Truisms are as plentiful in the music world as elsewhere, particularly with regard to performers. The "it-takes-one-to-play-one" concept heads the list and never ceases to add a little heat to debates waged in behalf of or against artists who specialize in works by their fellow countrymen.

In the case of Walter Klien, an Austrian pianist renowned for his recordings of the complete solo piano works of Mozart, such reference dropping certainly rests on the "pro" side of his approach to the composer. A Mozartean's Mozartean, he excels in his seemingly effortless ability to present the music without ever reverting to extremes.

Klien's all-Mozart recital at the Kennedy Center Terrace Theater last night presented interpretations that were never stodgy or excessively precious, yet retained the bloom of a freshly composed piece.

Three sonatas and a like number of miniatures plumbed several emotional strata, without straying too far from the drawing room.

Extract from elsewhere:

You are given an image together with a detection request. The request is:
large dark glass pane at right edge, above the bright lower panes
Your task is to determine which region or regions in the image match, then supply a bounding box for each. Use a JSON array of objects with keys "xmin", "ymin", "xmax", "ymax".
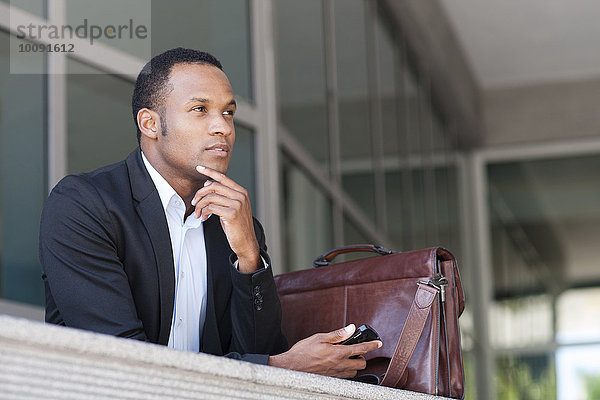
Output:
[{"xmin": 488, "ymin": 155, "xmax": 600, "ymax": 293}]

The sparkling Sonata in G Major, (K. 283), displayed Klien's forthright manner and utterly fastidious phrasing; in the closing Sonata in A Minor, (K. 310) -- one of only two Mozart piano sonatas written in a minor key -- he conveyed the composer's tragic sense of loneliness via shifting dynamics and tempestuous crescendos.

The Sonata in A Major, (K. 331), with its strange arrangement of movements that resembles a suite, provided plenty of opportunity for Klien the colorist. He attended to the theme and variations, sprightly minuet and novel Turkish exotica in the allegretto, with gracefully drawn lines and buoyant tempos.